A mon frère Phébus Ravel, Sergent mitrailleur
« Sur les reins vigoureux du mulet nonchalant
Qui gravit le sentier abrupt et granitique
La mitrailleuse va, telle une reine antique,
Son escorte la suit de son pas indolent.
Leur mousqueton au dos sur la toile de tente,
Les mitrailleurs s'en vont aux postes avancés,
Malgré Noël qu'on fête et les chemins glacés,
Embusquer au créneau la frêle combattante.
Halte le muletier ! On décharge le bat,
Car voici le boyau zigzagant vers la crête,
C'est ici pour l'instant que la France s’arrête
Et que depuis l'avril, on s'égorge, on se bat.

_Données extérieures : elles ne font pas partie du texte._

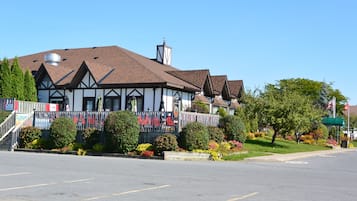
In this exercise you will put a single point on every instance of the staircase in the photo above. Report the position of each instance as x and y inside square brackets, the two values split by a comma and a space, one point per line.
[6, 128]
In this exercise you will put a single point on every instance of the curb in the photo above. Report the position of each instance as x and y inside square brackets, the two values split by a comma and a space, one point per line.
[295, 156]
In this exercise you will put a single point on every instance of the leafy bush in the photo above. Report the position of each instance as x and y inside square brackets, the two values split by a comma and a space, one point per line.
[62, 132]
[29, 137]
[199, 107]
[98, 147]
[213, 145]
[147, 153]
[165, 142]
[90, 137]
[144, 147]
[215, 134]
[122, 131]
[194, 136]
[222, 112]
[233, 127]
[307, 139]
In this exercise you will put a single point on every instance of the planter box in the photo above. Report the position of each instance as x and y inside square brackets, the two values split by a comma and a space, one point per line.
[173, 155]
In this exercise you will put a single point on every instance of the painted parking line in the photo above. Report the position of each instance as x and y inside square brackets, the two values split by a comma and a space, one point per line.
[78, 181]
[297, 162]
[14, 174]
[126, 192]
[43, 185]
[243, 197]
[25, 187]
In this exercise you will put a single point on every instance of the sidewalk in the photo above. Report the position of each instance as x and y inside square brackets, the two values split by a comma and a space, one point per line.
[296, 156]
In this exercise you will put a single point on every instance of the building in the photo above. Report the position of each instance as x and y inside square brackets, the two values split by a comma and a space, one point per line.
[112, 78]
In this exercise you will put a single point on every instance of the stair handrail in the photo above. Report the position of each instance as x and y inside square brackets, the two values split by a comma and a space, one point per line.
[7, 125]
[15, 132]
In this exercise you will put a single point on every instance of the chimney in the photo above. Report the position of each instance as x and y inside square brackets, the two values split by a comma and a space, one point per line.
[52, 58]
[163, 54]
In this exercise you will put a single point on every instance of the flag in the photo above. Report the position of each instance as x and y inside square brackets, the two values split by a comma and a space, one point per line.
[347, 106]
[331, 105]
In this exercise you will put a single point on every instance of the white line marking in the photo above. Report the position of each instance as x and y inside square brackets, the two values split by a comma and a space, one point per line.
[14, 174]
[127, 192]
[243, 197]
[25, 187]
[78, 180]
[327, 156]
[297, 162]
[43, 185]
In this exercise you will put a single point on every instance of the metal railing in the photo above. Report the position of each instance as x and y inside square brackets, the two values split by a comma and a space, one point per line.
[206, 119]
[83, 120]
[28, 107]
[7, 125]
[156, 122]
[15, 134]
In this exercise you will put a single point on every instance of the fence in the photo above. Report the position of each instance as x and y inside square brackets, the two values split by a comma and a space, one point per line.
[148, 121]
[10, 104]
[206, 119]
[7, 125]
[43, 120]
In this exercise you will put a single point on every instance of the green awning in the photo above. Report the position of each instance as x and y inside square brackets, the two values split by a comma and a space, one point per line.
[328, 121]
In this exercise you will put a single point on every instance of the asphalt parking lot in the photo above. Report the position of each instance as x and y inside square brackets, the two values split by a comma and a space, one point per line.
[40, 177]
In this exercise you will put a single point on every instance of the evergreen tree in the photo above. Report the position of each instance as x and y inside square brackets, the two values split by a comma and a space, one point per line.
[30, 92]
[17, 80]
[5, 79]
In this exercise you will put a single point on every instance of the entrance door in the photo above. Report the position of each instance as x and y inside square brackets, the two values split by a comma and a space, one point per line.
[88, 104]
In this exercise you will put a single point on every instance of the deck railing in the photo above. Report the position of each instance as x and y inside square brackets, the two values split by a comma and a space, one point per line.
[150, 122]
[206, 119]
[7, 125]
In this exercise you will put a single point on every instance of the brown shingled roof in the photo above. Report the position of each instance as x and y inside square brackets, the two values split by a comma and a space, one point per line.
[220, 86]
[198, 78]
[236, 87]
[126, 67]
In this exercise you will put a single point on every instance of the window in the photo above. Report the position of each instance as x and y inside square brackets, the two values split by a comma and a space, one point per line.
[58, 101]
[88, 104]
[112, 103]
[135, 103]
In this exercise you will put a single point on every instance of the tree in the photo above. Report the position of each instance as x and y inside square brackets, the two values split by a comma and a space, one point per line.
[318, 92]
[30, 92]
[5, 79]
[287, 111]
[17, 80]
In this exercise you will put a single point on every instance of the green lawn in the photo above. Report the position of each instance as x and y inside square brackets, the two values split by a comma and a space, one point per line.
[263, 146]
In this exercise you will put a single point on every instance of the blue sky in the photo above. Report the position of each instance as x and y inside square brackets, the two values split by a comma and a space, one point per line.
[258, 41]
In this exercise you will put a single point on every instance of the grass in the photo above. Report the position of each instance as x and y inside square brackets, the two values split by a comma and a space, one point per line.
[263, 146]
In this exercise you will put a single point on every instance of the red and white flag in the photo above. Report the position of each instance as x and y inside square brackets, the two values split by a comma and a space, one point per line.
[347, 106]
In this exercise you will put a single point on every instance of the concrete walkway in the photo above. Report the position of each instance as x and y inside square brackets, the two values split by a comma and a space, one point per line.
[297, 156]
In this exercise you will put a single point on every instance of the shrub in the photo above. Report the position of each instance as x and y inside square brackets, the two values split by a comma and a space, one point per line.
[236, 145]
[62, 132]
[122, 131]
[233, 127]
[98, 147]
[213, 145]
[215, 134]
[165, 142]
[147, 153]
[194, 136]
[90, 137]
[199, 107]
[144, 147]
[251, 136]
[307, 139]
[29, 137]
[222, 112]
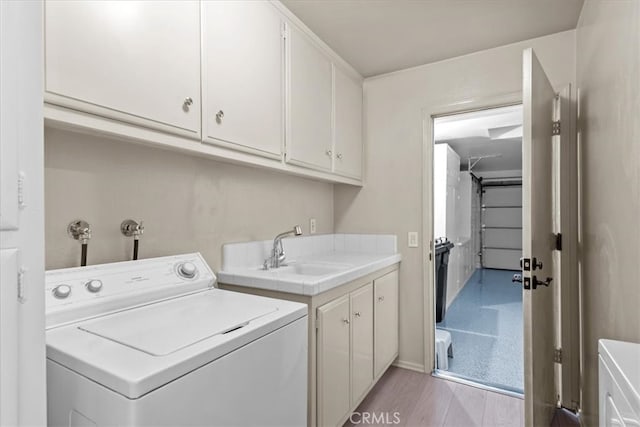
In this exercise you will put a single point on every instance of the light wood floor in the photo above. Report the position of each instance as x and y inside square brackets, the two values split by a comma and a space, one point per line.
[422, 400]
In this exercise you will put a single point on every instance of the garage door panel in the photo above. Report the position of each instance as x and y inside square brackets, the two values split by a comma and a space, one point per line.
[502, 238]
[502, 217]
[502, 196]
[505, 259]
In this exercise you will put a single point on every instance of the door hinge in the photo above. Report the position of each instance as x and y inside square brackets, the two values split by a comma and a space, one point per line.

Tournant les pare-éclats, tireurs, chargeurs, bons drilles
Pourvoyeurs aux doigts gourds, aux visages gercés
Cheminant en les flancs des prés bouleversés
Par les gros crapouillots et les lourdes torpilles
Ils arrivent ! L'abri regorge de bidons,
D'armes, de couvre-pieds, de musettes boueuses
Où viendront banqueter les souris maraudeuses
Avides de festins et de doux édredons.
La nuit plane sur nous, glaciale et sans lune
Mais le vieux Mars poursuit le colossal duel
Bien que ce soit l'hiver et que ce soit Noël
Que l'on chante là-bas au fond de la nuit brune...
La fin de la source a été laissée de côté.